Class AbstractDBParser

java.lang.Object
org.apache.tika.parser.jdbc.AbstractDBParser
All Implemented Interfaces:
Serializable, Parser
Direct Known Subclasses:
SQLite3DBParser

public abstract class AbstractDBParser extends Object implements Parser
Abstract class that handles iterating through tables within a database.
See Also:
  • Constructor Details

    • AbstractDBParser

      public AbstractDBParser()
  • Method Details

    • getSupportedTypes

      public Set<MediaType> getSupportedTypes(ParseContext context)
      Description copied from interface: Parser
      Returns the set of media types supported by this parser when used with the given parse context.
      Specified by:
      getSupportedTypes in interface Parser
      Parameters:
      context - parse context
      Returns:
      immutable set of media types
    • parse

      public void parse(InputStream stream, ContentHandler handler, Metadata metadata, ParseContext context) throws IOException, SAXException, TikaException
      Description copied from interface: Parser
      Parses a document stream into a sequence of XHTML SAX events. Fills in related document metadata in the given metadata object.

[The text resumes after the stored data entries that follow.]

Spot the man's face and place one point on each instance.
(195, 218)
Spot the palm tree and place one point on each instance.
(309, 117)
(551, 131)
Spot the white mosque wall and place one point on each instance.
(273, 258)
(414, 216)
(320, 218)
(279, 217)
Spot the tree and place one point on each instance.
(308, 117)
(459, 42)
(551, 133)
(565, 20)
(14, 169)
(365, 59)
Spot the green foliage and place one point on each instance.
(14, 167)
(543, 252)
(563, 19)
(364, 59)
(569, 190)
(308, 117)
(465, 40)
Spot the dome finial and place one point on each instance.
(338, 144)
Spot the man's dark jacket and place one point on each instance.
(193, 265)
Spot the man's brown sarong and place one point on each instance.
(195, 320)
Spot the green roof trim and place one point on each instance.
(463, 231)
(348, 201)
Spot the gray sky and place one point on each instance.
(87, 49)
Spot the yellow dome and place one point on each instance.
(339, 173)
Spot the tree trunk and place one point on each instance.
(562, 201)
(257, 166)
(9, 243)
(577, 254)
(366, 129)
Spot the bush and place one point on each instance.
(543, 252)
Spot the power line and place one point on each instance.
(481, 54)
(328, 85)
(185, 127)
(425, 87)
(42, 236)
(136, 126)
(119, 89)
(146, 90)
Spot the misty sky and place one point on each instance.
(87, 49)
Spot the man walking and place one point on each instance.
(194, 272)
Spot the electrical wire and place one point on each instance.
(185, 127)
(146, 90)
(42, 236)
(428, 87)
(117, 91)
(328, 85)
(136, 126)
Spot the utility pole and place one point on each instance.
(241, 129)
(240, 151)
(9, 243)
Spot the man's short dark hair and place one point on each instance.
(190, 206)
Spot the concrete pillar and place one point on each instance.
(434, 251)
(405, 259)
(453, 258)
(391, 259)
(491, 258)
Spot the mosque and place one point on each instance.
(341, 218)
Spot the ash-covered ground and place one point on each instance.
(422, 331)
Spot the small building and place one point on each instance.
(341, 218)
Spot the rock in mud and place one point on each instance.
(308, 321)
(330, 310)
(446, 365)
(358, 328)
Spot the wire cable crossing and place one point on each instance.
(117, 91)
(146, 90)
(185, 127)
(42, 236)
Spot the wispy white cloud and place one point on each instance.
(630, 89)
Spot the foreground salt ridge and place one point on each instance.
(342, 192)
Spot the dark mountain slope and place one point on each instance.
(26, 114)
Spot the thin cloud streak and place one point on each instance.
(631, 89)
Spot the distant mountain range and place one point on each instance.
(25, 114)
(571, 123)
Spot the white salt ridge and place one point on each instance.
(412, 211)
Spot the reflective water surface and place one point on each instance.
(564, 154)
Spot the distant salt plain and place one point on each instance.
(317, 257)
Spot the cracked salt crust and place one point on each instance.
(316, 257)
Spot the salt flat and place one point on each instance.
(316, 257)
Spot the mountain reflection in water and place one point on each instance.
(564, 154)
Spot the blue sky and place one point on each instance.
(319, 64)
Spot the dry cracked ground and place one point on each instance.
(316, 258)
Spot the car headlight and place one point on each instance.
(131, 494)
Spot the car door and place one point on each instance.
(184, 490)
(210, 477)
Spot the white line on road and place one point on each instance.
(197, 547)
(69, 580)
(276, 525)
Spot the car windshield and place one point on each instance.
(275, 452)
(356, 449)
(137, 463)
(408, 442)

      The given document stream is consumed but not closed by this method. The responsibility to close the stream remains on the caller.

      Information about the parsing context can be passed in the context parameter. See the parser implementations for the kinds of context information they expect.

      Specified by:
      parse in interface Parser
      Parameters:
      stream - the document stream (input)
      handler - handler for the XHTML SAX events (output)
      metadata - document metadata (input and output)
      context - parse context
      Throws:
      IOException - if the document stream could not be read
      SAXException - if the SAX events could not be processed
      TikaException - if the document could not be parsed
    • extractMetadata

      protected void extractMetadata(Connection connection, Metadata metadata)
      This is called before parsing the tables to extract metadata from the db, if any. Override this for db specific metadata. This implementation is a no-op
      Parameters:
      connection -
      metadata -
    • close

      protected void close() throws SQLException, IOException
      Override this for any special handling of closing the connection.
      Throws:
      SQLException
      IOException
    • getConnection

      protected Connection getConnection(InputStream stream, Metadata metadata, ParseContext context) throws IOException, TikaException
      Override this for special configuration of the connection, such as limiting the number of rows to be held in memory.
      Parameters:
      stream - stream to use
      metadata - metadata that could be used in parameterizing the connection
      context - parsecontext that could be used in parameterizing the connection
      Returns:
      connection
      Throws:
      IOException
      TikaException
    • getConnectionString

      protected abstract String getConnectionString(InputStream stream, Metadata metadata, ParseContext parseContext) throws IOException
      Implement for db specific connection information, e.g. "jdbc:sqlite:/docs/mydb.db"

      Include any optimization settings, user name, password, etc.

      Parameters:
      stream - stream for processing
      metadata - metadata might be useful in determining connection info
      parseContext - context to use to help create connectionString
      Returns:
      connection string to be used by getConnection(java.io.InputStream, org.apache.tika.metadata.Metadata, org.apache.tika.parser.ParseContext).
      Throws:
      IOException
    • getJDBCClassName

      protected abstract String getJDBCClassName()
      JDBC class name, e.g. org.sqlite.JDBC
      Returns:
      jdbc class name
    • getTableNames

      protected abstract List<String> getTableNames(Connection connection, Metadata metadata, ParseContext context) throws SQLException
      Returns the names of the tables to process
      Parameters:
      connection - Connection to use to make the sql call(s) to get the names of the tables
      metadata - Metadata to use (potentially) in decision about which tables to extract
      context - ParseContext to use (potentially) in decision about which tables to extract
      Returns:
      Throws:
      SQLException
    • getTableReader

      @Deprecated protected abstract JDBCTableReader getTableReader(Connection connection, String tableName, ParseContext parseContext)
      Given a connection and a table name, return the JDBCTableReader for this db.
      Parameters:
      connection -
      tableName -
      Returns:
      a reader
    • getTableReader

      protected abstract JDBCTableReader getTableReader(Connection connection, String tableName, EmbeddedDocumentUtil embeddedDocumentUtil)
      Given a connection and a table name, return the JDBCTableReader for this db.
      Parameters:
      connection -
      tableName -
      embeddedDocumentUtil - embedded doc util
      Returns: